Shryock said some students’ biggest challenge is the mentality that there are no more options for them to be active, but she said she hopes events such as adapted sports night will continue to attract students.

“[Tonight] is a way to showcase people who have already found their opportunities as well as introduce new people who may not be aware of how people with disabilities can get involved,” Shryock said.

The Austin Blackhawks, a visually impaired baseball team based in Austin, tabled at the event to recruit UT students for its nine-time world championship team.

“I’d like to say that we have some of the most athletic and talented players out there,” head coach Jonathon Fleming said. “In some cases we may not be the most talented, but we work great as a team.”

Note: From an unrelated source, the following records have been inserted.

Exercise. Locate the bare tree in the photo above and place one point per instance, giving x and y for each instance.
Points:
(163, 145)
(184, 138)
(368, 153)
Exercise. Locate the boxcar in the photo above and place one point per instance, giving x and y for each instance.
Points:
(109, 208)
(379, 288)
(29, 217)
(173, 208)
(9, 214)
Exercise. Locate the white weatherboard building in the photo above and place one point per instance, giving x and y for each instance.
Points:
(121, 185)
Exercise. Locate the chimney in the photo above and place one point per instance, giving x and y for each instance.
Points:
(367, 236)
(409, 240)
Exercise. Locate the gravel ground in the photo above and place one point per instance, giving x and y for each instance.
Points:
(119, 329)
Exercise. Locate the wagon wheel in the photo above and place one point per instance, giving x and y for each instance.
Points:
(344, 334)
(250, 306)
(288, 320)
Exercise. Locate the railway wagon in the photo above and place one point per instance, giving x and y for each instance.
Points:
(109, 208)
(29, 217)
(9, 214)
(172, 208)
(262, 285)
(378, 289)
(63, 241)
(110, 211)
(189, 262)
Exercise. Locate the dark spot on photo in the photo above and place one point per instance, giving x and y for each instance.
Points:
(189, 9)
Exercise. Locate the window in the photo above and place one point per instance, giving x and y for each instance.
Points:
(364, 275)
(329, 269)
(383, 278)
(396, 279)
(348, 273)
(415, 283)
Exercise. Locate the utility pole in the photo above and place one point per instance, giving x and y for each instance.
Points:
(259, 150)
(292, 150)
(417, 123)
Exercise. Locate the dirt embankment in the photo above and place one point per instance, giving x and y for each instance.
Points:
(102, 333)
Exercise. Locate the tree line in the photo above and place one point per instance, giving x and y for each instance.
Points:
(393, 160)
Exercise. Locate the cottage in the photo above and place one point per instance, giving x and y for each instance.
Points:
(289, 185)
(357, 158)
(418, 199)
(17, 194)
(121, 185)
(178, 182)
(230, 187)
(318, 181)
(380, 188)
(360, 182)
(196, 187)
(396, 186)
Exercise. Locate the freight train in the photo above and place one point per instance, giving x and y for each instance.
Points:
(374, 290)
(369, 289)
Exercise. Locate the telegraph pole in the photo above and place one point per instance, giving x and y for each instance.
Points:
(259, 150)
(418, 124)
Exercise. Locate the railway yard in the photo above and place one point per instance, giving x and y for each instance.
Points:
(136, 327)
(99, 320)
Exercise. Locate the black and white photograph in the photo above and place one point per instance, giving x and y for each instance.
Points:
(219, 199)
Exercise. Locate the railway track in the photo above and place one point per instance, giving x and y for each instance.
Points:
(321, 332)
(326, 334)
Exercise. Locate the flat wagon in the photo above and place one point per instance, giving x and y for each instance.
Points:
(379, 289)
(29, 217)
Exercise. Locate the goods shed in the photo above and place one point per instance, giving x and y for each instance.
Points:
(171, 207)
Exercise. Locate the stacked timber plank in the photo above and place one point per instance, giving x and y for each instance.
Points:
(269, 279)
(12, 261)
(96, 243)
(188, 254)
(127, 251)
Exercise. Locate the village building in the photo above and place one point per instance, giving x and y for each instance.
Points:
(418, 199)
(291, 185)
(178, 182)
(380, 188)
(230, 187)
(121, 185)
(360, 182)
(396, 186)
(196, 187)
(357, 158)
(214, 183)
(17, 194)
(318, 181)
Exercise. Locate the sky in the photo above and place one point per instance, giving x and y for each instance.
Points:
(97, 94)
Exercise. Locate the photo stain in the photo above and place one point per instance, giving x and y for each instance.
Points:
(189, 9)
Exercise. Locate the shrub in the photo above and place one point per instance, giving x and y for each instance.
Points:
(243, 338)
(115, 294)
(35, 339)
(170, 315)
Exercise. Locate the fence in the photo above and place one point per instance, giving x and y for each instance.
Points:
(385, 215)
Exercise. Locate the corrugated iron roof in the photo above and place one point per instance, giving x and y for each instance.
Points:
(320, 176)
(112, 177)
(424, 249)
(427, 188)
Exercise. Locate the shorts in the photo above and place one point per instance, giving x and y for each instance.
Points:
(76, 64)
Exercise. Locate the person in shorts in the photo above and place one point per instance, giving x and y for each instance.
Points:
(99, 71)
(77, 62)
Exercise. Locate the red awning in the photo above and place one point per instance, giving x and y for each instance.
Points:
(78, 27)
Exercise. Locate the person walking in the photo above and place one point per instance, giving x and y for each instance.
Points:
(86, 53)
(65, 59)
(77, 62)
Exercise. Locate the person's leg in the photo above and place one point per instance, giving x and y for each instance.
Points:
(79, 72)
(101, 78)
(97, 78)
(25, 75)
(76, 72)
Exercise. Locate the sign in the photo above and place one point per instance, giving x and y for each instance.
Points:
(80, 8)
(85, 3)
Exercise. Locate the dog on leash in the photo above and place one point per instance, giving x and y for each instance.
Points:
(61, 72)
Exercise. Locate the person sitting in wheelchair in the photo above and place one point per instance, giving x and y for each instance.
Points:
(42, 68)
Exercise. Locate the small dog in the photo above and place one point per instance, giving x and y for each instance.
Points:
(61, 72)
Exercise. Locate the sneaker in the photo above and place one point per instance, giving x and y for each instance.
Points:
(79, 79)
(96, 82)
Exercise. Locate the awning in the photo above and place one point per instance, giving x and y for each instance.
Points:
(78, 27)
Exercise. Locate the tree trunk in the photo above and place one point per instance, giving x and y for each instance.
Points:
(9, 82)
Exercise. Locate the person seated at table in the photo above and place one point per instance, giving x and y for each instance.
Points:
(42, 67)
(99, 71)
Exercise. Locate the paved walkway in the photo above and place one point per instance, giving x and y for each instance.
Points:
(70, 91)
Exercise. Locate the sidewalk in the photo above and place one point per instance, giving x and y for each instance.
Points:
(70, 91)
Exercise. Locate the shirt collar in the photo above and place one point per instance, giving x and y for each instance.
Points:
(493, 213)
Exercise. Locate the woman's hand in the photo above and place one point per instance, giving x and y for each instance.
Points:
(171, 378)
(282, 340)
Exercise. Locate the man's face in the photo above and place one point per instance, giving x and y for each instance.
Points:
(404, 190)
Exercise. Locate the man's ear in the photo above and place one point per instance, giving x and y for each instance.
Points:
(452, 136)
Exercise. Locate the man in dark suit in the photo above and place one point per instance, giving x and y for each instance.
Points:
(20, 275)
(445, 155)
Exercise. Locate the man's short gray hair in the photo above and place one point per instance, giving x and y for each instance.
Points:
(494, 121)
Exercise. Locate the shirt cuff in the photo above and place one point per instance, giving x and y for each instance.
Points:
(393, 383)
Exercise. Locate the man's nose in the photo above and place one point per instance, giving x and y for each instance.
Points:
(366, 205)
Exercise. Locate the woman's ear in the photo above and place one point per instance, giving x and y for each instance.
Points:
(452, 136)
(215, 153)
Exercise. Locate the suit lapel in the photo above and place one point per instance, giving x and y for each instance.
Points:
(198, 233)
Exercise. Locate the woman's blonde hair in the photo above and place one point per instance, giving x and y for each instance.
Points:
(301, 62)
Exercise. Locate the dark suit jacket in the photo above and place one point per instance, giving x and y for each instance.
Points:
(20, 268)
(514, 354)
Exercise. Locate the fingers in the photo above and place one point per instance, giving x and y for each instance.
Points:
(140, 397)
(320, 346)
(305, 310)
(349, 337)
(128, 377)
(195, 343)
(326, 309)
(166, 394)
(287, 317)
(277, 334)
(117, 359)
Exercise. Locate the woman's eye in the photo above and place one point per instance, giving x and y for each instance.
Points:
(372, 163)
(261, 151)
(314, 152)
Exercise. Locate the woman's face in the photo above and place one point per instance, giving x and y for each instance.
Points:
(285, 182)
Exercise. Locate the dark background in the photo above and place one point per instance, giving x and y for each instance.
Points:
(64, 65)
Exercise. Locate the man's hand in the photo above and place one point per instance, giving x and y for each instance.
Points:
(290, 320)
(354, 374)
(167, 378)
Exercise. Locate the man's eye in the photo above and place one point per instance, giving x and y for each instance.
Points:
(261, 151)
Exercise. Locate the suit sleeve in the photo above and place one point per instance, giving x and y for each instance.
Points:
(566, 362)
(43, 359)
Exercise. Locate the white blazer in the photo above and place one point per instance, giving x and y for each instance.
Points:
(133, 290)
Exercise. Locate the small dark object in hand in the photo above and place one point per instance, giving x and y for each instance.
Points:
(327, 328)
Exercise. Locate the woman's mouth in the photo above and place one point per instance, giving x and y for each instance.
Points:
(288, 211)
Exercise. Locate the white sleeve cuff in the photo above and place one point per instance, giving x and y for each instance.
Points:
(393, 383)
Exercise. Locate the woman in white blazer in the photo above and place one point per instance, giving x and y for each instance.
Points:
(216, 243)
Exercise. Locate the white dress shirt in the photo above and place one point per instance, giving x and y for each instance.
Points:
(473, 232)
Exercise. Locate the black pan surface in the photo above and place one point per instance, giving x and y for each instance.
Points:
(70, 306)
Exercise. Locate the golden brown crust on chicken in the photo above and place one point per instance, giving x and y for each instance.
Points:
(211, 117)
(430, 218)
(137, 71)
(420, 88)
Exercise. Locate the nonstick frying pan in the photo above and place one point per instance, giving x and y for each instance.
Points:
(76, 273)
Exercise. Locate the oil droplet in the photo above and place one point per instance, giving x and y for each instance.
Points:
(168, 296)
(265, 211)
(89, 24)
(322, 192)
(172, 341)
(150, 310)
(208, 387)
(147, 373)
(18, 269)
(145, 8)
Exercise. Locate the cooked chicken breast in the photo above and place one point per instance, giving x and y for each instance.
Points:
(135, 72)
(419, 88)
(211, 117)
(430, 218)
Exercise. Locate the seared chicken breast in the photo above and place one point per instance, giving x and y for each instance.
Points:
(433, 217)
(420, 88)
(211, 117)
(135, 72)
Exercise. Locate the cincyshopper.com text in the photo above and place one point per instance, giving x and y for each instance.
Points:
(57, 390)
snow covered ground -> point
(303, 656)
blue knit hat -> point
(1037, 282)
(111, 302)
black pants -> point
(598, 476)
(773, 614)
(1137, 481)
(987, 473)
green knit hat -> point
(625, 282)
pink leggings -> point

Fleming said one of the club’s biggest goals is to get visually impaired students and adults outside and involved in exercising, as one of the biggest health problems faced after becoming blind is the sedentary lifestyle that can follow.

Zoe Colaluca, a communication sciences and disorders junior, said growing up in a wheelchair, she wasn’t exposed to sports in the same way as some of her peers, which affected how she viewed her athletic ability.

“[A lack of exposure] has definitely contributed to me feeling like I don’t want to go out and look for sports,” Colaluca said.

Throughout the night, Colaluca said she tried out wheelchair racing and visually impaired basketball. Colaluca said she also became interested in wheelchair racing and is now looking to get involved.